Down the line, as the instruments and their error rates improve, Martin said he believes customers will not want raw reads but only the assemblies, the information about genomic-level variation, and the genome structure.
[pagebreak ]
"Frankly it's far more efficient in the long run to keep the DNA as a backup and redo the sequencing," he said, referring to cases in which there is enough sample to preserve. "It's the densest backup.
"If it's only a few thousand dollars, it's cheaper to redo it than to park all that data on hard drives for years," he added.
When Martin voiced this view on the panel, however, the Broad's Trunnell said that when scientists do need older data, it only might "seem" as if resequencing would be easier than storing data, because in reality that option would likely run into scheduling conflicts — especially when a lab's sequencers are already running 24/7 on new sequencing jobs.
Scale-out Software
Software vendors, too, are exploring ways to address data bottlenecks in second-generation sequencing projects. As projects scale, software offerings will differentiate out, Ron Ranauro, president and CEO of GenomeQuest, told BioInform at the conference.
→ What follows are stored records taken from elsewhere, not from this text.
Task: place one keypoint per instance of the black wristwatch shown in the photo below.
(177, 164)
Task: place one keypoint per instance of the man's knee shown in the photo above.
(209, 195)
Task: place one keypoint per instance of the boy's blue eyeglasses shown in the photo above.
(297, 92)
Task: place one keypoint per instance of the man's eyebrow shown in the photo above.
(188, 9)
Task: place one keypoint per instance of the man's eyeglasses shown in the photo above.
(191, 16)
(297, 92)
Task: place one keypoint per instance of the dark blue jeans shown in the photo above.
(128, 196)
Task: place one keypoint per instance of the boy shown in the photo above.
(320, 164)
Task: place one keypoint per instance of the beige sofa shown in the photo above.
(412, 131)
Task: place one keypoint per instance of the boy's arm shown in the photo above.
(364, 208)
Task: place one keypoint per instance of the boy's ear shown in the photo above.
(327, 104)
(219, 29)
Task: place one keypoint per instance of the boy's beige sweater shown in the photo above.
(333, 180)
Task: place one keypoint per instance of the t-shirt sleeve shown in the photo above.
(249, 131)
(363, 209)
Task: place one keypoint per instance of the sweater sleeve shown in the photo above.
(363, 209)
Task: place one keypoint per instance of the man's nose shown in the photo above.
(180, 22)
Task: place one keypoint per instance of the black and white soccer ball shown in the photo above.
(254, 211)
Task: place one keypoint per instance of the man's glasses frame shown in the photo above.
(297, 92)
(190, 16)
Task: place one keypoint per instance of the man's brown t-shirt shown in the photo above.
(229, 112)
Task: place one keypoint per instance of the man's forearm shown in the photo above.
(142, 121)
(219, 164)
Scientists in second-generation sequencing projects start out with data that "is surface-level information" for which data warehouses must be built, he said. "You quickly run into a scalability bottleneck."
One answer is to distribute the database, he said. GenomeQuest claims to offer a scalable solution to remedy data trafficking bottlenecks because it combines storage, algorithms, and data together and redistributes it across a cluster.
With early-access customers in academic labs, GenomeQuest firm is exploring a pay-as-you go business model that avoids "the big upfront investment" in IT and database management, Ranauro said. Customers are charged per sequencing run, which allows users to "interrogate the data without having to re-program the pipeline," he said. They can sort, filter, and group the data based on alignment properties and "really get inside the assemblies."
The GenomeQuest platform lets scientists do all-against-all genome comparisons without needing companion programmers and IT staff, he said. "You have to be able to demonstrate you can do it on a large-scale, a whole genome, not one gene variation detection on the gene but on 300 candidate genes," he said.
The tests with early-access customers have been running for about a year, Ranauro said. Labs can deploy the GenomeQuest platform locally as a number of undisclosed customers do, or they can deliver services to their own customers as, for example, a core facility might.
One GenomeQuest customer is a research team at the plant pathology department at the University of California, Davis, studying healthy and diseased Syrah plants from California vineyards.
In a paper published in the online version of Virology on March 23 , the UC Davis researchers describe how they sequenced 67 megabases of RNA sequence with the Roche/454 instrument, and applied a number of bioinformatics tools including GenomeQuest's platform to perform all-against-all comparisons against the genomes of known organisms.
Ranauro said he believes the approach the scientists took applies to human, plant, and other sequence data and that he hopes that many scientists will choose this option as sequencing prices drop and data volumes rise. "We're sort of betting, along with the rest of the industry, that this is an emerging technology," he said.
He acknowledged, however, that there is considerable competition in the software market for next-generation sequence analysis. "We all look like we're solving the same problem," he said.